Module containing the render engine

class renderer.ModuleMap

The main mapping that links modules to their name through the get method.

(Essentially an enum or dictionary)

classmethod add_module(module_name, module)

Set a new module in the mapping.

Parameters:
  • module_name (str) – Name of the new module
  • module (BaseModule) – Module class to add to the mapping
classmethod get(module_type)

Returns the module corresponding to the name passed in argument.

Parameters:module_type (str) – The desired module type.
Return type:Type[BaseModule]
class renderer.Renderer(module_list, template_dir)

The render engine that can build the DAG, check the integrity of the operation graph and generate the rendered Scala code.

Parameters:
  • module_list (List[Dict[str, Any]]) – The list of module specifications to be parsed and added to the operation graph.
  • template_dir (str) – The path to the template directory.
check_integrity()

Check the integrity of the graph. Should be called after all the modules have been added to the graph (i.e. after initialization).

get_rendered()

Get the rendered code from the module list.

render_pdf_graph()

Create the graphviz Digraph and render the pdf output graph.

Base Module

The module containing the abstract base class for all operation modules used throughout the rest of the code.
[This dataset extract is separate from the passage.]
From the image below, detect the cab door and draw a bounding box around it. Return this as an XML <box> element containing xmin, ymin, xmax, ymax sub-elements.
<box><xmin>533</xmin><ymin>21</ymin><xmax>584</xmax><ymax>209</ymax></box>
class modules.base_module.BaseModule(module, env, named_modules)

The abstract base class for modules. All modules are subclasses of BaseModule

Every module object passed to the constructor must contain the moduleType and name fields.
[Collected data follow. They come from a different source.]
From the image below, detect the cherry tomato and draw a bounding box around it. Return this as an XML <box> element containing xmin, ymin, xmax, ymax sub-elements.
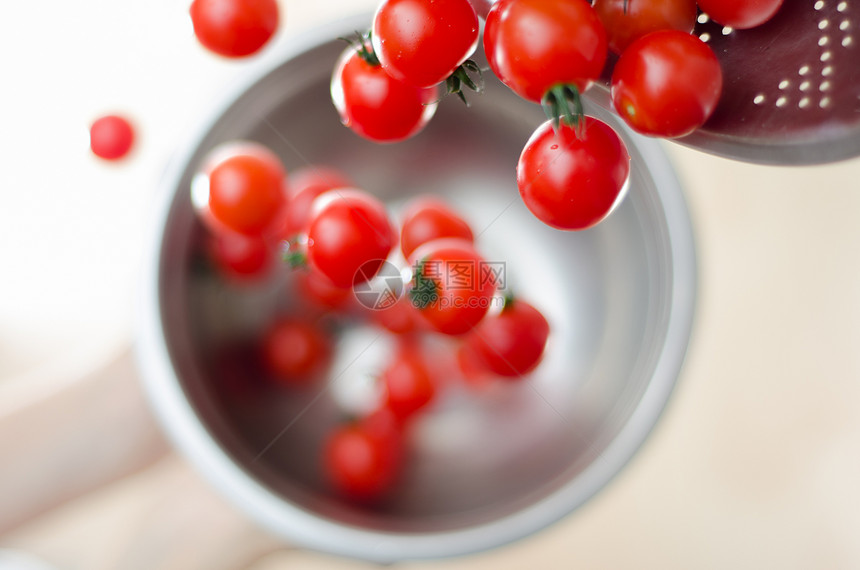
<box><xmin>209</xmin><ymin>230</ymin><xmax>271</xmax><ymax>280</ymax></box>
<box><xmin>189</xmin><ymin>0</ymin><xmax>279</xmax><ymax>58</ymax></box>
<box><xmin>90</xmin><ymin>114</ymin><xmax>134</xmax><ymax>160</ymax></box>
<box><xmin>456</xmin><ymin>343</ymin><xmax>495</xmax><ymax>389</ymax></box>
<box><xmin>696</xmin><ymin>0</ymin><xmax>783</xmax><ymax>29</ymax></box>
<box><xmin>408</xmin><ymin>238</ymin><xmax>496</xmax><ymax>335</ymax></box>
<box><xmin>323</xmin><ymin>410</ymin><xmax>404</xmax><ymax>501</ymax></box>
<box><xmin>611</xmin><ymin>30</ymin><xmax>723</xmax><ymax>138</ymax></box>
<box><xmin>593</xmin><ymin>0</ymin><xmax>697</xmax><ymax>53</ymax></box>
<box><xmin>331</xmin><ymin>44</ymin><xmax>440</xmax><ymax>143</ymax></box>
<box><xmin>517</xmin><ymin>116</ymin><xmax>630</xmax><ymax>231</ymax></box>
<box><xmin>465</xmin><ymin>299</ymin><xmax>550</xmax><ymax>378</ymax></box>
<box><xmin>283</xmin><ymin>166</ymin><xmax>353</xmax><ymax>237</ymax></box>
<box><xmin>399</xmin><ymin>195</ymin><xmax>474</xmax><ymax>259</ymax></box>
<box><xmin>294</xmin><ymin>267</ymin><xmax>355</xmax><ymax>311</ymax></box>
<box><xmin>204</xmin><ymin>142</ymin><xmax>288</xmax><ymax>237</ymax></box>
<box><xmin>382</xmin><ymin>345</ymin><xmax>436</xmax><ymax>421</ymax></box>
<box><xmin>484</xmin><ymin>0</ymin><xmax>607</xmax><ymax>103</ymax></box>
<box><xmin>371</xmin><ymin>0</ymin><xmax>479</xmax><ymax>88</ymax></box>
<box><xmin>262</xmin><ymin>317</ymin><xmax>331</xmax><ymax>385</ymax></box>
<box><xmin>307</xmin><ymin>189</ymin><xmax>395</xmax><ymax>288</ymax></box>
<box><xmin>369</xmin><ymin>295</ymin><xmax>423</xmax><ymax>335</ymax></box>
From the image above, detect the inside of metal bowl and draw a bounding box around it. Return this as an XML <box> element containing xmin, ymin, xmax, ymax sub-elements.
<box><xmin>154</xmin><ymin>24</ymin><xmax>691</xmax><ymax>547</ymax></box>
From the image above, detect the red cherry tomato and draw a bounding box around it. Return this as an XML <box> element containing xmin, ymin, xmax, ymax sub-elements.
<box><xmin>484</xmin><ymin>0</ymin><xmax>607</xmax><ymax>103</ymax></box>
<box><xmin>696</xmin><ymin>0</ymin><xmax>783</xmax><ymax>29</ymax></box>
<box><xmin>283</xmin><ymin>166</ymin><xmax>353</xmax><ymax>237</ymax></box>
<box><xmin>382</xmin><ymin>346</ymin><xmax>436</xmax><ymax>421</ymax></box>
<box><xmin>323</xmin><ymin>411</ymin><xmax>403</xmax><ymax>501</ymax></box>
<box><xmin>399</xmin><ymin>195</ymin><xmax>474</xmax><ymax>259</ymax></box>
<box><xmin>408</xmin><ymin>238</ymin><xmax>496</xmax><ymax>335</ymax></box>
<box><xmin>205</xmin><ymin>143</ymin><xmax>288</xmax><ymax>237</ymax></box>
<box><xmin>465</xmin><ymin>299</ymin><xmax>550</xmax><ymax>378</ymax></box>
<box><xmin>593</xmin><ymin>0</ymin><xmax>697</xmax><ymax>53</ymax></box>
<box><xmin>189</xmin><ymin>0</ymin><xmax>279</xmax><ymax>58</ymax></box>
<box><xmin>90</xmin><ymin>114</ymin><xmax>135</xmax><ymax>160</ymax></box>
<box><xmin>209</xmin><ymin>230</ymin><xmax>272</xmax><ymax>280</ymax></box>
<box><xmin>294</xmin><ymin>267</ymin><xmax>355</xmax><ymax>311</ymax></box>
<box><xmin>456</xmin><ymin>343</ymin><xmax>495</xmax><ymax>389</ymax></box>
<box><xmin>262</xmin><ymin>317</ymin><xmax>331</xmax><ymax>386</ymax></box>
<box><xmin>370</xmin><ymin>295</ymin><xmax>423</xmax><ymax>335</ymax></box>
<box><xmin>611</xmin><ymin>30</ymin><xmax>723</xmax><ymax>138</ymax></box>
<box><xmin>307</xmin><ymin>189</ymin><xmax>395</xmax><ymax>288</ymax></box>
<box><xmin>371</xmin><ymin>0</ymin><xmax>479</xmax><ymax>88</ymax></box>
<box><xmin>517</xmin><ymin>116</ymin><xmax>630</xmax><ymax>231</ymax></box>
<box><xmin>331</xmin><ymin>44</ymin><xmax>439</xmax><ymax>143</ymax></box>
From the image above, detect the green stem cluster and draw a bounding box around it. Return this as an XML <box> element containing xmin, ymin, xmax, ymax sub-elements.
<box><xmin>541</xmin><ymin>84</ymin><xmax>586</xmax><ymax>135</ymax></box>
<box><xmin>446</xmin><ymin>60</ymin><xmax>484</xmax><ymax>106</ymax></box>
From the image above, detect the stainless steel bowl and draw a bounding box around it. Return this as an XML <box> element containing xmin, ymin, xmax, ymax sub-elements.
<box><xmin>137</xmin><ymin>13</ymin><xmax>696</xmax><ymax>564</ymax></box>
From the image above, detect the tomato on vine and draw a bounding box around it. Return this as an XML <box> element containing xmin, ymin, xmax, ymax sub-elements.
<box><xmin>517</xmin><ymin>116</ymin><xmax>630</xmax><ymax>231</ymax></box>
<box><xmin>484</xmin><ymin>0</ymin><xmax>607</xmax><ymax>123</ymax></box>
<box><xmin>307</xmin><ymin>189</ymin><xmax>395</xmax><ymax>288</ymax></box>
<box><xmin>371</xmin><ymin>0</ymin><xmax>480</xmax><ymax>94</ymax></box>
<box><xmin>408</xmin><ymin>238</ymin><xmax>496</xmax><ymax>335</ymax></box>
<box><xmin>592</xmin><ymin>0</ymin><xmax>697</xmax><ymax>54</ymax></box>
<box><xmin>399</xmin><ymin>195</ymin><xmax>474</xmax><ymax>259</ymax></box>
<box><xmin>610</xmin><ymin>30</ymin><xmax>723</xmax><ymax>138</ymax></box>
<box><xmin>189</xmin><ymin>0</ymin><xmax>279</xmax><ymax>58</ymax></box>
<box><xmin>331</xmin><ymin>37</ymin><xmax>439</xmax><ymax>143</ymax></box>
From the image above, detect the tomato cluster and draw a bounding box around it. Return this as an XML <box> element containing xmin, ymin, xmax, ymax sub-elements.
<box><xmin>100</xmin><ymin>0</ymin><xmax>784</xmax><ymax>230</ymax></box>
<box><xmin>323</xmin><ymin>0</ymin><xmax>784</xmax><ymax>232</ymax></box>
<box><xmin>191</xmin><ymin>144</ymin><xmax>551</xmax><ymax>501</ymax></box>
<box><xmin>87</xmin><ymin>0</ymin><xmax>784</xmax><ymax>506</ymax></box>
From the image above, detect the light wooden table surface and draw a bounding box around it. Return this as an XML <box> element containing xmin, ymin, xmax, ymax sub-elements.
<box><xmin>2</xmin><ymin>1</ymin><xmax>860</xmax><ymax>568</ymax></box>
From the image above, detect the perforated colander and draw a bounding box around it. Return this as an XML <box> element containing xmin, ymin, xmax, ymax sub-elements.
<box><xmin>472</xmin><ymin>0</ymin><xmax>860</xmax><ymax>165</ymax></box>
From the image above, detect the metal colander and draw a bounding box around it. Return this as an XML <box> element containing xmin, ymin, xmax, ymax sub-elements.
<box><xmin>473</xmin><ymin>0</ymin><xmax>860</xmax><ymax>164</ymax></box>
All modules expose the following common API.

Parameters:
  • module (dict) – The dict containing the specification of the module. Every module has this parameter that should contain the fields from all its parent classes.
  • env (jinja2.Environment) – The jinja environment where the templates can be retrieved.
  • named_modules (Dict[str, Type[BaseModule]]) – A list of all the other modules of the DAG.
add_to_graph(graph)

A method for adding the module to a graphviz graph instance.

Parameters:graph (graphviz.dot.Digraph) – A graphviz Digraph object
check_integrity()

Performs some check on the upstream modules and types when necessary to ensure the integrity of the DAG.

get_out_type()

Returns the output type of the module as a list of strings.

Return type:List[str]
rendered_result()

Returns a pair of strings containing the rendered lines of codes and external classes or objects definitions.

Return type:Tuple[str, str]
to_graph_repr()

Generate the representation of the node in the form

Name Type: $moduleType

Used for pdf graph generation

Return type:str

Adding Modules

To create new modules with new functionalities, one can subclass any of the following base classes:

  • BaseModule: Works for any new module.
  • FileImporter: For extractor modules with files as input.
  • UnaryOperation: For modules that do work on one input data flow.
  • BinaryOperation: For modules that implement an operation on two separate inputs.
  • FileOutput: For output modules with files as output.

When implementing a new module, one should use the following template:

class MyModule(BaseModule): # Any of the base classes
    """ Documentation of the module

    Args:
        module (dict): Description of the module dict to
            be passed as argument.
    """
    def __init__(self, module, env: Environment, named_modules):
        super().__init__(module, env, named_modules)

        self.template_path = # Path to template
        self.template = self.env.get_template(self.template_path)

    def rendered_result(self) -> Tuple[str, str]:
        return self.template.render(
            name=self.name,
            # Other arguments
        ), '' # or ext template if applicable

    def get_out_type(self):
        # This function should return the output type of the module
        # as a list of strings.

    def check_integrity(self):
        # This function performs integrity checks if applicable.

The module should have a scala template associated with it for generating the corresponding code.

// ===== My module {{name}} =====

// Insert code here
val {{name}} = // The Flink Dataset

Once the module is defined, it can be added to the rendering engine by adding it to the ModuleMap class directly for example.